= Leiv Egil Breivik =

Norwegian linguist

Leiv Egil Breivik (born 6 June 1944) is a Norwegian linguist.

He graduated from the University of Bergen with the cand.philol. degree in 1971. He continued doing research there until 1974, and then for two years at the University College London. Breivik was employed at the University of Tromsø in 1976, was promoted to professor in 1980 and took the dr.philos. degree in 1982. He was later a professor of English linguistics at the University of Bergen from 1988 to his retirement, as well as an adjunct professor at the University of Tromsø from 1994 and 2003.

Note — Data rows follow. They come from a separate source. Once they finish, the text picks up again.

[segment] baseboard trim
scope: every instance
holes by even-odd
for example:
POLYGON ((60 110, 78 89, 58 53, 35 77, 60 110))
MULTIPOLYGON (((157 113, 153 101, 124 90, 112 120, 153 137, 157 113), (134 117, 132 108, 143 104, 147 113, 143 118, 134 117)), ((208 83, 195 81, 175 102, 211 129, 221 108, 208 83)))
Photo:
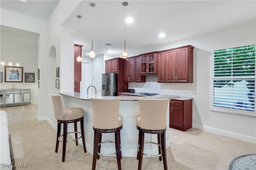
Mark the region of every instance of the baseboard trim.
POLYGON ((192 127, 194 128, 203 130, 208 132, 256 144, 256 138, 255 137, 195 123, 192 124, 192 127))

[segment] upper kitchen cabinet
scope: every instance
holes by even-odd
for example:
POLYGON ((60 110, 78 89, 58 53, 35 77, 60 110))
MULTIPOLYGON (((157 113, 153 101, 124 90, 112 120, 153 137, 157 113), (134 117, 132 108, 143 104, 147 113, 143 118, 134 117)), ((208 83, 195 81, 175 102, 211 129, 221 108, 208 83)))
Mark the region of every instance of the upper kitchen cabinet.
POLYGON ((194 48, 188 45, 158 53, 158 82, 164 78, 165 82, 192 83, 194 48))
POLYGON ((135 57, 129 57, 124 61, 124 81, 135 82, 135 57))
POLYGON ((140 55, 141 74, 156 74, 156 55, 154 52, 140 55))
POLYGON ((135 57, 135 82, 144 83, 146 82, 146 76, 140 75, 140 57, 135 57))

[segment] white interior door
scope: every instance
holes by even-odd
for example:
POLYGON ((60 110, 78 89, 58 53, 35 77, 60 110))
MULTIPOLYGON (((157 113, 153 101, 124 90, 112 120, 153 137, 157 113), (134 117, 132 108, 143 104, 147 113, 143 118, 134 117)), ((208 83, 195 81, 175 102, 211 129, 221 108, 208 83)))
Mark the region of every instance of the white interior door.
POLYGON ((86 92, 87 88, 90 85, 91 82, 89 63, 83 62, 82 70, 82 86, 80 91, 86 92))
POLYGON ((94 62, 92 68, 92 84, 96 87, 98 94, 101 94, 101 62, 94 62))

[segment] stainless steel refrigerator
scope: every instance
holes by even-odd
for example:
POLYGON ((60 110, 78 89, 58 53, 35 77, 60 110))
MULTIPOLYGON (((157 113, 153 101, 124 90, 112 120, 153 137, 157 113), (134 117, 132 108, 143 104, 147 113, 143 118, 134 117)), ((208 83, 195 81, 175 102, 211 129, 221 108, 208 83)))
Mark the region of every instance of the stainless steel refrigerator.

He was a dean at both universities.
Breivik was also a visiting scholar/professor in Vienna and London in 1991, Bloomsburg (1999), Vienna again (2000), Carolina (2002), Western Australia (2002–03) and Santiago de Compostela (2004). Works for which he is known include "On the interpretation of existential there" (Language, 1981), Exististential there: A synchronic and diacronic study (1990) and Language Change: Contributions to the study of its causes (co-editor, 1989).

Chairing the Norwegian Association of Applied Linguistics from 1984 to 2000, he was also a representative in the International Association of Applied Linguistics. He was inducted into the Norwegian Academy of Science and Letters in 1993.

He was married to fellow linguist Toril Swan (1945–2022).